Usually there are some casualties, creative destruction as the economists call it. We see this all around with brands like Kodak and Nokia finding that their entire industry had changed around them. Once industry-leaders can quickly become nothing more than a note in the history books if they don’t realise what is happening.
But what does disruption mean for the customer experience? Are disruptive companies managing the customer experience any differently to industry leaders?
I believe there are two key aspects to this debate. First there is the question of approaching the customer experience. Disruptive companies tend to be fast moving and innovative. This often means that they are extremely customer-centric. Interactions with the customer are considered to be an integral part of the business and not part of a “customer service” function as many incumbent organisations are designed.

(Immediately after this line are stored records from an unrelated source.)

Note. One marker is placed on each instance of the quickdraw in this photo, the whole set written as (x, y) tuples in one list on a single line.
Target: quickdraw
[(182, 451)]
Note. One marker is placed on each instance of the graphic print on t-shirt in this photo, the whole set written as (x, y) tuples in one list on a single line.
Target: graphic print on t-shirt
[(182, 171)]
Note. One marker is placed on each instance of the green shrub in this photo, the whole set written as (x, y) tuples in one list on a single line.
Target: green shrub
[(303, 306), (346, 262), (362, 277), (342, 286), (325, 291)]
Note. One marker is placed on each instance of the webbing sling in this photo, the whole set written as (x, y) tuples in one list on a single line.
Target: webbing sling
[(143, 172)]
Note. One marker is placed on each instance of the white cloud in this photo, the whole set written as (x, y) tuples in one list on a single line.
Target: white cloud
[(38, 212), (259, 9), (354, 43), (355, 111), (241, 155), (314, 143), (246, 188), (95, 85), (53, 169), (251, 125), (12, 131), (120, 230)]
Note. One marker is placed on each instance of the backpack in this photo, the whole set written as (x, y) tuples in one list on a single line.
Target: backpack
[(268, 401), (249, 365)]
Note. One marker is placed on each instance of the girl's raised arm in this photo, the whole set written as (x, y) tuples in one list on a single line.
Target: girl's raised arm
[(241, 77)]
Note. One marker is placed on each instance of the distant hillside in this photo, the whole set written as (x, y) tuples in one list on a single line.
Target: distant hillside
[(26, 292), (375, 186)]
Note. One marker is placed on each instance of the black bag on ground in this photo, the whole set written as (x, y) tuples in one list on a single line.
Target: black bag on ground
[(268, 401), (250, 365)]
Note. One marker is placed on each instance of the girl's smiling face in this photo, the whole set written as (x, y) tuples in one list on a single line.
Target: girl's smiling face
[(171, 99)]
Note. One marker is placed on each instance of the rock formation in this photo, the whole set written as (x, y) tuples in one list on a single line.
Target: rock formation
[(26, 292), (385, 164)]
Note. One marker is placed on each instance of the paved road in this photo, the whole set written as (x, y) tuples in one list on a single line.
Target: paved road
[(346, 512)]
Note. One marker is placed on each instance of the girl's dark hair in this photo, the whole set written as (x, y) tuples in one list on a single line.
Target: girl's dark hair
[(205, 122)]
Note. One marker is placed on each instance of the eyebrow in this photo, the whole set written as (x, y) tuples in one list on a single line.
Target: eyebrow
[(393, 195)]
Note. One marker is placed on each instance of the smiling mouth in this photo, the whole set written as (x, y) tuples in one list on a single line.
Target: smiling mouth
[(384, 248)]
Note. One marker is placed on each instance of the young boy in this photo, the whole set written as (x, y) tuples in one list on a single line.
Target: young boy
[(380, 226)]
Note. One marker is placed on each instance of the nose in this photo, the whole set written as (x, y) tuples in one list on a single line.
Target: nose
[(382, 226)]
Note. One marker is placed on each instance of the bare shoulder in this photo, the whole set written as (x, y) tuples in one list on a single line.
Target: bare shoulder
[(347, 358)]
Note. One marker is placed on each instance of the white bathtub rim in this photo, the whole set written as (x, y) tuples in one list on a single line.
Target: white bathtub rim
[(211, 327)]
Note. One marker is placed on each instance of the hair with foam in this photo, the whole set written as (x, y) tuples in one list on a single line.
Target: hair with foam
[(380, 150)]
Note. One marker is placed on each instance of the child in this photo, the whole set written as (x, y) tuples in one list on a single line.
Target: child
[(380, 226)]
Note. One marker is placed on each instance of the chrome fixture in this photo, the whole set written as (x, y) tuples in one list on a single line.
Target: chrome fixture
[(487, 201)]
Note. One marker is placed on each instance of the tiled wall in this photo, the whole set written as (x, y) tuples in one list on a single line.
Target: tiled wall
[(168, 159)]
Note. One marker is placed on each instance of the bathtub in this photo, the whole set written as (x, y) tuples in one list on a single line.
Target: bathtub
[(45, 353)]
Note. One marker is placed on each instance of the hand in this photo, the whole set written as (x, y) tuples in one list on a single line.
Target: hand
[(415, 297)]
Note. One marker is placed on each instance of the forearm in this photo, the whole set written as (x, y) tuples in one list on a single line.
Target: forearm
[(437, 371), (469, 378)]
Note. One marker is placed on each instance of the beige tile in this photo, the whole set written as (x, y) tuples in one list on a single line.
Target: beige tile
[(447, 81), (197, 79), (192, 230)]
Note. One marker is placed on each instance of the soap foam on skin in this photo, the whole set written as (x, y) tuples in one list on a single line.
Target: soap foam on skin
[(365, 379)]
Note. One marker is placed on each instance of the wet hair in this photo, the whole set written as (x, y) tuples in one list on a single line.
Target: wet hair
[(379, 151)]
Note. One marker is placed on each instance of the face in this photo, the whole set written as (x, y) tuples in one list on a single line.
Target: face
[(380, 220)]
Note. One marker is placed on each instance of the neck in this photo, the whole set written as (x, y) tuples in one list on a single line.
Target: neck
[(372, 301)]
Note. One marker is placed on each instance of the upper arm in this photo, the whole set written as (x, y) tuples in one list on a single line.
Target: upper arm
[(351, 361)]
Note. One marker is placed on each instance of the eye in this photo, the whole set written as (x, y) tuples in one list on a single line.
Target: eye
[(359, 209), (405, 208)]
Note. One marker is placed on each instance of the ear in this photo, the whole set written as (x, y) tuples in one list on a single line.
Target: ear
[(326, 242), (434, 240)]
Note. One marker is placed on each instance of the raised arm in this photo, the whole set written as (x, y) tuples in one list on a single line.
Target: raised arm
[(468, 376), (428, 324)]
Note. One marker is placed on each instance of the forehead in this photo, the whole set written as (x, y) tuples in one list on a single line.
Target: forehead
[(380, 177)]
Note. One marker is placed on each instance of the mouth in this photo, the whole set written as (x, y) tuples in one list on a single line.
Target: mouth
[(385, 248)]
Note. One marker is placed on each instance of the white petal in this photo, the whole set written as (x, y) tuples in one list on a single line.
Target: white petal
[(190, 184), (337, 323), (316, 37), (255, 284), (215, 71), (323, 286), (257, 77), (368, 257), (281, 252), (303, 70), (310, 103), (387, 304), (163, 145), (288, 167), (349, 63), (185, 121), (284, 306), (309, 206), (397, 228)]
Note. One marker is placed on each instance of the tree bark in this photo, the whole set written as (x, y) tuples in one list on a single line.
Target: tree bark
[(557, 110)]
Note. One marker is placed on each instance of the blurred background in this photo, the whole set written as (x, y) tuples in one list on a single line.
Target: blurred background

As an example, look at the Uber website. One single click opens a menu of information for drivers or customers and Uber has adopted several innovative ideas, such as drivers reviewing customers.
The second aspect is around the measurement of the customer experience. Many companies employ surveys or other research methods to determine how the customer experiences their brand, but I am now working with several companies that have discarded traditional research methods entirely. They are using the social buzz to determine what customers think of them, naturally assuming that if customers are happy or annoyed, they will probably talk to friends online.
Both the approach to the customer experience and how it is measured are different in disruptive organisations. The key reason why is that the customer is placed at the heart of what the brand does. Services are designed around the customer. The customer is expected to interact at any point in the lifecycle or a product… in many cases the customers are now helping R&D by requesting their ideal products.
Customers want an experience that connects them to the brand and disruptors understand this. Their companies are designed around the customer experience.